Since 08.07.2024 we have been seeing very frequent failures of the neutron-tempest-plugin-designate-scenario job. There are different tests failing in those jobs but the common thing is error we have seen there. It is always something like:
Traceback (most recent call last):
File "/opt/stack/tempest/.tox/tempest/lib/python3.10/site-packages/neutron_tempest_plugin/scenario/test_dns_integration.py", line 241, in test_fip_admin_delete
self._verify_dns_records(addr, name)
File "/opt/stack/tempest/.tox/tempest/lib/python3.10/site-packages/neutron_tempest_plugin/scenario/test_dns_integration.py", line 174, in _verify_dns_records
self._verify_designate_recordset(address, found, rec_type)
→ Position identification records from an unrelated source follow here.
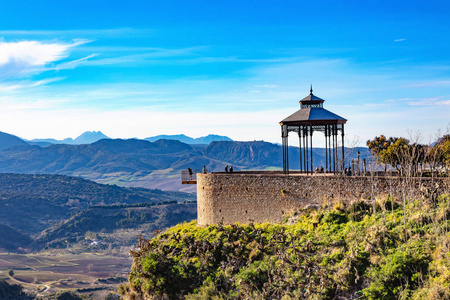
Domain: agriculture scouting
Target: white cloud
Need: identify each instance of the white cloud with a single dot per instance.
(21, 59)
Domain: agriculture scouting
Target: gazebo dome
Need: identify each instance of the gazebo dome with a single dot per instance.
(312, 117)
(312, 112)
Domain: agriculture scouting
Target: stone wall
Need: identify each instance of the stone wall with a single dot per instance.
(269, 197)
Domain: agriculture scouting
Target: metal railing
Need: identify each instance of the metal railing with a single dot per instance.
(189, 176)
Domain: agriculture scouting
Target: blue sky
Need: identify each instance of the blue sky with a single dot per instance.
(235, 68)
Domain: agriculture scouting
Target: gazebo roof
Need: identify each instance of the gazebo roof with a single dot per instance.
(313, 115)
(312, 97)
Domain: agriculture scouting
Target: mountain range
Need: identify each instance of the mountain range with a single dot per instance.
(87, 137)
(39, 211)
(141, 163)
(90, 137)
(188, 140)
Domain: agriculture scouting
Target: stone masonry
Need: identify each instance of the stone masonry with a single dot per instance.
(270, 196)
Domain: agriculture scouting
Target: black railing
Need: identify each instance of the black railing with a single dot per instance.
(187, 175)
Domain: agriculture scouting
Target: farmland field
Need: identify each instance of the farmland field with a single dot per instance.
(87, 273)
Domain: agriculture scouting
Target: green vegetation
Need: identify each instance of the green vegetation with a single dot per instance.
(349, 253)
(109, 228)
(12, 292)
(30, 204)
(410, 158)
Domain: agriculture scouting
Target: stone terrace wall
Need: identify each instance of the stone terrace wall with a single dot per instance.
(249, 197)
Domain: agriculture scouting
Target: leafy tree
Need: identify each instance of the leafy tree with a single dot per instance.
(380, 144)
(393, 153)
(439, 154)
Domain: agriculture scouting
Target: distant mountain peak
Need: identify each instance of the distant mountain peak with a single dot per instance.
(90, 137)
(188, 140)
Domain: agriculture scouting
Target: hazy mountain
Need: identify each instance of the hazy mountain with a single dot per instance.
(9, 140)
(108, 222)
(12, 239)
(179, 137)
(211, 138)
(32, 203)
(87, 137)
(140, 163)
(188, 140)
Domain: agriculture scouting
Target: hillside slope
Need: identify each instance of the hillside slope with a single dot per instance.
(32, 203)
(100, 227)
(139, 163)
(329, 254)
(9, 141)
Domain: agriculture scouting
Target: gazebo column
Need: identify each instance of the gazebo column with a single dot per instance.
(311, 132)
(326, 148)
(285, 146)
(300, 148)
(343, 150)
(334, 148)
(305, 149)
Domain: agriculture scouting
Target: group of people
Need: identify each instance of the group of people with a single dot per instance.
(229, 170)
(348, 171)
(319, 170)
(204, 171)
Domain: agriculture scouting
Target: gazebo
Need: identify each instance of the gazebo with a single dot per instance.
(313, 117)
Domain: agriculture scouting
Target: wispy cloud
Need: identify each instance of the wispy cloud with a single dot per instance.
(429, 102)
(431, 83)
(267, 86)
(23, 84)
(120, 32)
(74, 63)
(22, 59)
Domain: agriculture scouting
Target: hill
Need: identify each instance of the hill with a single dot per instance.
(188, 140)
(352, 253)
(12, 239)
(32, 203)
(114, 226)
(87, 137)
(9, 141)
(139, 163)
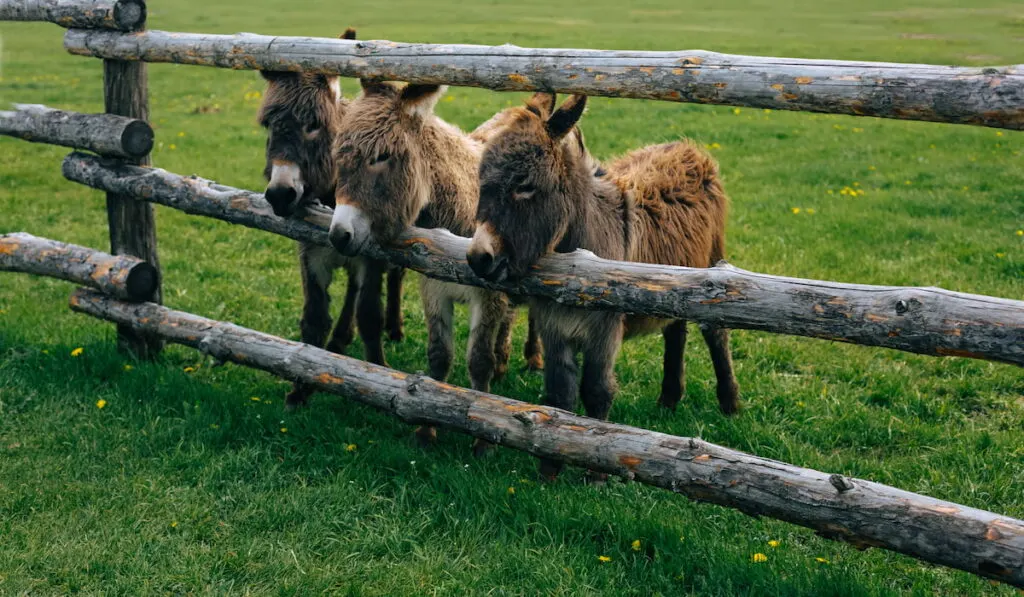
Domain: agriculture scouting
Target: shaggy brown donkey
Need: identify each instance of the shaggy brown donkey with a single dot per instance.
(301, 113)
(398, 164)
(541, 192)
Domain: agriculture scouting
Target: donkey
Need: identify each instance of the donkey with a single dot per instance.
(301, 113)
(398, 164)
(541, 192)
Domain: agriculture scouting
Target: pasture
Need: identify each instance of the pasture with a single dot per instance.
(174, 476)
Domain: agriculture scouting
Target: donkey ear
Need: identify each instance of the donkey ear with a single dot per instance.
(270, 76)
(542, 103)
(420, 99)
(562, 121)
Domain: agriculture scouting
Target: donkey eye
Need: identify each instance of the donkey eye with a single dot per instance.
(524, 190)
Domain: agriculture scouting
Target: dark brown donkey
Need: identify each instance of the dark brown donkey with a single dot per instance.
(398, 164)
(301, 113)
(541, 192)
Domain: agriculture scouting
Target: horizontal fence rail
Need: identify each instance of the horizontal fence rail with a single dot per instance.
(103, 133)
(986, 96)
(116, 14)
(119, 275)
(926, 321)
(859, 512)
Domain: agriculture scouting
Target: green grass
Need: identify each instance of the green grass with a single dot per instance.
(183, 483)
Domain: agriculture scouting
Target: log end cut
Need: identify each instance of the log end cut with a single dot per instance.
(130, 14)
(136, 139)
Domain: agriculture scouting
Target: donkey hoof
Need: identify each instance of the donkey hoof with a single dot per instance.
(426, 436)
(481, 448)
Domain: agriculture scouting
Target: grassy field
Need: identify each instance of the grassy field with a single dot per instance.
(121, 477)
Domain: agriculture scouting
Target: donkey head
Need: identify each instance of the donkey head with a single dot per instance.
(382, 166)
(300, 113)
(527, 177)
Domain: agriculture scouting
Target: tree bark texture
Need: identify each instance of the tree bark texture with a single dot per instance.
(132, 224)
(856, 511)
(121, 276)
(926, 321)
(987, 96)
(116, 14)
(103, 133)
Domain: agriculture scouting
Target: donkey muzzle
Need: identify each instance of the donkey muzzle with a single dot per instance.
(349, 230)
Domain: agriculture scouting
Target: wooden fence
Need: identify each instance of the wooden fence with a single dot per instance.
(926, 321)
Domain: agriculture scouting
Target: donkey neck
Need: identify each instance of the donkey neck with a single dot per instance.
(598, 214)
(452, 160)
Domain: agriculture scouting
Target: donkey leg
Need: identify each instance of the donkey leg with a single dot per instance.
(532, 350)
(503, 342)
(369, 313)
(488, 311)
(393, 318)
(560, 387)
(437, 310)
(598, 388)
(315, 323)
(344, 330)
(721, 356)
(674, 377)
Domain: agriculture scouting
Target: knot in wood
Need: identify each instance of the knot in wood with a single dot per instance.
(841, 483)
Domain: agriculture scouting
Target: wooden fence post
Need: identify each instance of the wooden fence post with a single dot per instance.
(132, 225)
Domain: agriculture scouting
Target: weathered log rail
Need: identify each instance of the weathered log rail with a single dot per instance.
(121, 275)
(926, 321)
(986, 96)
(116, 14)
(859, 512)
(103, 133)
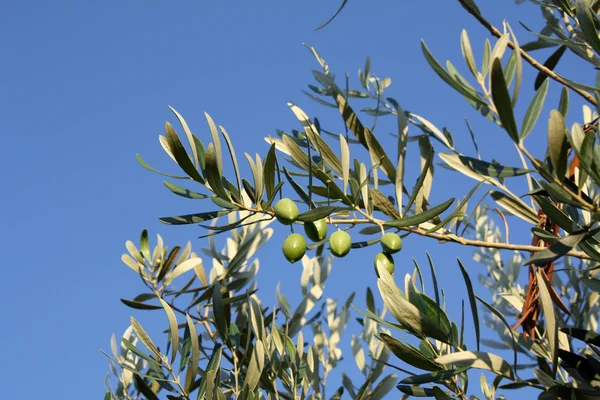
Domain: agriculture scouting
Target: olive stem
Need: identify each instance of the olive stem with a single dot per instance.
(461, 240)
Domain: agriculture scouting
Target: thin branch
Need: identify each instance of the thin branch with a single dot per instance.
(463, 241)
(532, 61)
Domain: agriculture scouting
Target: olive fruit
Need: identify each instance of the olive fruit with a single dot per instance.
(286, 211)
(294, 247)
(386, 260)
(339, 243)
(316, 230)
(391, 243)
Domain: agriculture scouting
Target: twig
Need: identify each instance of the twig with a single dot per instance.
(532, 61)
(463, 241)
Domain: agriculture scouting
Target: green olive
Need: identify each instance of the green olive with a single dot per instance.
(294, 247)
(316, 230)
(286, 211)
(339, 243)
(386, 260)
(391, 243)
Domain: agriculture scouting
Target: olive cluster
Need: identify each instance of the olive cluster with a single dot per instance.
(340, 242)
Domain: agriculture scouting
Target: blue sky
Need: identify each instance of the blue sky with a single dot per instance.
(86, 85)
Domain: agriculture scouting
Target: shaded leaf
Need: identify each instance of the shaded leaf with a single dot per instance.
(557, 249)
(587, 21)
(534, 110)
(481, 167)
(550, 64)
(181, 155)
(436, 376)
(408, 354)
(144, 388)
(383, 204)
(502, 101)
(334, 15)
(517, 208)
(173, 329)
(472, 301)
(139, 305)
(549, 316)
(194, 218)
(316, 213)
(583, 335)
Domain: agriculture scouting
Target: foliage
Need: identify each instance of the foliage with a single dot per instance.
(223, 342)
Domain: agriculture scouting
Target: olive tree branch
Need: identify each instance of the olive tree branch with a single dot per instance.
(467, 5)
(466, 242)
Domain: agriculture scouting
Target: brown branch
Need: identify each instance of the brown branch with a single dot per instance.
(532, 61)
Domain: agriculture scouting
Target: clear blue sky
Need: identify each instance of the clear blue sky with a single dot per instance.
(85, 86)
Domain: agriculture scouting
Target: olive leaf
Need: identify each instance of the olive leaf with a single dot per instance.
(424, 216)
(477, 359)
(502, 100)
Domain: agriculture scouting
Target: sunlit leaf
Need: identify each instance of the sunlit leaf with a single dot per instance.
(408, 354)
(557, 143)
(181, 155)
(173, 329)
(213, 175)
(478, 359)
(425, 216)
(515, 207)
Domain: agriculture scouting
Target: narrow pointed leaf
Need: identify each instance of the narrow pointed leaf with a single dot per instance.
(534, 110)
(557, 143)
(549, 317)
(213, 174)
(502, 101)
(189, 136)
(436, 376)
(408, 354)
(478, 359)
(173, 329)
(472, 301)
(515, 207)
(180, 154)
(587, 21)
(556, 250)
(550, 63)
(425, 216)
(194, 218)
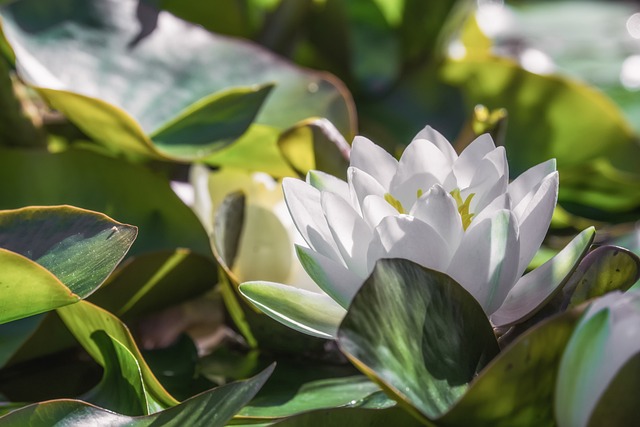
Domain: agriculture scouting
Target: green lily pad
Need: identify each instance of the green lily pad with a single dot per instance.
(419, 334)
(54, 256)
(315, 144)
(84, 319)
(605, 269)
(211, 409)
(517, 388)
(153, 281)
(106, 185)
(177, 73)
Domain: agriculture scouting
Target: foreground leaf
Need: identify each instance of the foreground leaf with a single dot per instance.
(211, 409)
(85, 319)
(54, 256)
(419, 334)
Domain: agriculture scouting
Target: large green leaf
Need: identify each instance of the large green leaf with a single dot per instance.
(351, 417)
(85, 319)
(153, 281)
(115, 188)
(211, 409)
(419, 334)
(81, 248)
(85, 47)
(516, 389)
(54, 256)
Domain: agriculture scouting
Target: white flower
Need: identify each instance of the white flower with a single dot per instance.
(605, 340)
(455, 214)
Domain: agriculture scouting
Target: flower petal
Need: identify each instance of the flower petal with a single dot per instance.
(303, 202)
(307, 312)
(436, 138)
(374, 160)
(332, 277)
(407, 237)
(420, 157)
(535, 218)
(375, 209)
(530, 179)
(487, 260)
(327, 182)
(468, 161)
(349, 231)
(534, 288)
(489, 181)
(438, 209)
(361, 185)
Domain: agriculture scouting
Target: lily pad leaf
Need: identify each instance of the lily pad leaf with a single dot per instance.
(54, 256)
(213, 408)
(85, 319)
(172, 68)
(305, 311)
(517, 388)
(605, 269)
(537, 287)
(211, 123)
(315, 144)
(419, 334)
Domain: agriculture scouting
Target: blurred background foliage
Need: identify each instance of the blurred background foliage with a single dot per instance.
(104, 102)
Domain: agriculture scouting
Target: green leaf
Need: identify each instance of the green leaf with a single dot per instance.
(517, 388)
(351, 417)
(314, 314)
(87, 180)
(211, 123)
(211, 409)
(605, 269)
(86, 47)
(122, 386)
(81, 248)
(419, 334)
(153, 281)
(84, 319)
(539, 286)
(54, 256)
(315, 144)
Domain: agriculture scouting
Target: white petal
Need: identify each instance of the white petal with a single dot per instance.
(374, 160)
(327, 182)
(303, 202)
(438, 209)
(436, 138)
(487, 259)
(530, 179)
(361, 185)
(489, 181)
(332, 277)
(350, 232)
(409, 238)
(535, 288)
(535, 219)
(375, 209)
(419, 157)
(465, 166)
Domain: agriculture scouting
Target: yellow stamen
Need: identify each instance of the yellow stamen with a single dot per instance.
(463, 207)
(394, 202)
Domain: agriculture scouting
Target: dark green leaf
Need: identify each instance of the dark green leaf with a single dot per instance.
(419, 334)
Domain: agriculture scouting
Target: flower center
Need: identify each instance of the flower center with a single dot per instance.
(395, 203)
(463, 207)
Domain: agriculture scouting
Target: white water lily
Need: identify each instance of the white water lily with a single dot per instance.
(455, 214)
(607, 337)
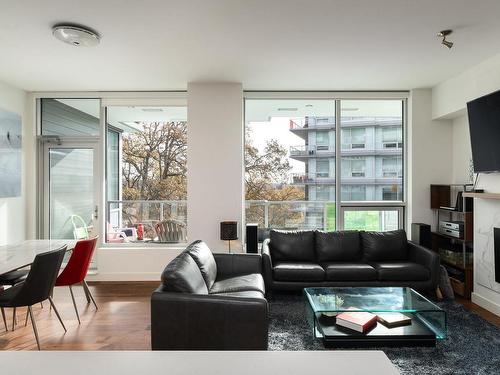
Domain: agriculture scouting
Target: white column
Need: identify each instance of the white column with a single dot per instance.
(215, 161)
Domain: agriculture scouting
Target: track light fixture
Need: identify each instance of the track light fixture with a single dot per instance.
(443, 34)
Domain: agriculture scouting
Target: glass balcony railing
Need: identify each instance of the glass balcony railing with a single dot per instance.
(153, 221)
(296, 215)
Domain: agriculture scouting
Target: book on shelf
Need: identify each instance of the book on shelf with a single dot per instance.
(360, 321)
(394, 319)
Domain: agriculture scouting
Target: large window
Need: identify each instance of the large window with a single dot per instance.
(146, 174)
(290, 156)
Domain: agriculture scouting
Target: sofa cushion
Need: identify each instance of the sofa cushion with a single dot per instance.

File "/opt/stack/tempest/.tox/tempest/lib/python3.10/site-packages/neutron_tempest_plugin/scenario/test_dns_integration.py", line 137, in _verify_designate_recordset
dns_waiters.wait_for_recordset_status(
File "/opt/stack/tempest/.tox/tempest/lib/python3.10/site-packages/designate_tempest_plugin/common/waiters.py", line 210, in wait_for_recordset_status
raise lib_exc.TimeoutException(message)
tempest.lib.exceptions.TimeoutException: Request timed out
Details: (DNSIntegrationAdminTests:test_fip_admin_delete) Recordset d7918b56-a39b-429b-a33b-16377580f03b failed to reach status=ACTIVE within the required time (360 s). Current status: PENDING
Examples of failure: https://059105a74883c41850c8-6b9500683e6a67d31c1bad572acf67ba.ssl.cf2.rackcdn.com/917429/8/check/neutron-tempest-plugin-designate-scenario/8f356a7/testr_results.html
In the designate-producer logs (I don't even know if that is good component to check) I can see a lot of errors like:
Jul 09 20:26:37.666691 np0037939496 designate-producer[107481]: ERROR oslo.service.loopingcall Traceback (most recent call last):
Jul 09 20:26:37.666691 np0037939496 designate-producer[107481]: ERROR oslo.service.loopingcall File "/opt/stack/data/venv/lib/python3.10/site-packages/oslo_log/pipe_mutex.py", line 67, in acquire
Jul 09 20:26:37.666691 np0037939496 designate-producer[107481]: ERROR oslo.service.loopingcall os.read(self.rfd, 1)
Jul 09 20:26:37.666691 np0037939496 designate-producer[107481]: ERROR oslo.service.loopingcall BlockingIOError: [Errno 11] Resource temporarily unavailable
Jul 09 20:26:37.666691 np0037939496 designate-producer[107481]: ERROR oslo.service.loopingcall
Jul 09 20:26:37.666691 np0037939496 designate-producer[107481]: ERROR oslo.service.loopingcall During handling of the above exception, another exception occurred:
Jul 09 20:26:37.666691 np0037939496 designate-producer[107481]: ERROR oslo.service.loopingcall
Jul 09 20:26:37.666691 np0037939496 designate-producer[107481]: ERROR oslo.service.loopingcall Traceback (most recent call last):
Jul 09 20:26:37.666691 np0037939496 designate-producer[107481]: ERROR oslo.service.loopingcall File "/opt/stack/data/venv/lib/python3.10/site-packages/oslo_service/loopingcall.py", line 150, in _run_loop
Jul 09 20:26:37.666691 np0037939496 designate-producer[107481]: ERROR oslo.service.loopingcall result = func(*self.args, **self.kw)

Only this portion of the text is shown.